4. Maybe enhance TestDFSShell.java to encompass this scenario. At least invoke FsShell.copyToLocal

> dfs -copyToLocal should guarantee file is complete
> --------------------------------------------------
>
>                 Key: HADOOP-1292
>                 URL: https://issues.apache.org/jira/browse/HADOOP-1292
>             Project: Hadoop
>          Issue Type: Improvement
>          Components: dfs
>            Reporter: eric baldeschwieler
>         Attachments: HADOOP-1292_20070619b.patch
>
>
> We should copy to a temporary file, maybe _tmp.<realname>, and then rename the file when the copy is complete.  Restarting a copy should reuse the _tmp file, just checksumming it.  Then ^Cing a copy will do the right thing.
> Original suggestion:
> On Apr 23, 2007, at 2:38 AM, Richard Kasperski wrote:
> I'd like to have a guarantee that a file copy is both completed and that the file is whole. In the past I've done this  by copying the file to a temporary name tmp.<realname> and then moving it to <realname> once I have the file copy is complete.

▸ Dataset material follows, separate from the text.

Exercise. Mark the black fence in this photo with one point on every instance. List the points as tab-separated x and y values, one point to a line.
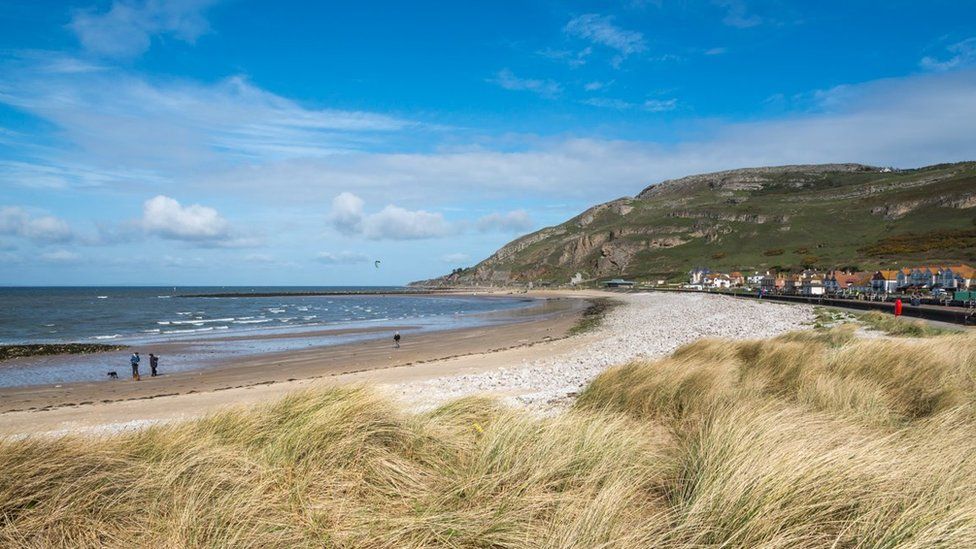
955	315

This has the following very nice properties; If the <realname> exists then the file copy is complete and I'm not looking at a partial copy of the file. I believe that the copy to the cluster has both of these properties in that the file doesn't appear in a DFS directory until the whole file has been copied. The copy from the cluster to a local file system does not have these guarantees and it would be very nice if it did. There are two scenarios under what I wish to use this. First is that if I ctrl-c the 'hadoop dfs -copyToLocal' I know what parts are complete and what parts aren't. Second I can run a background compressor to compress the files as they are copied.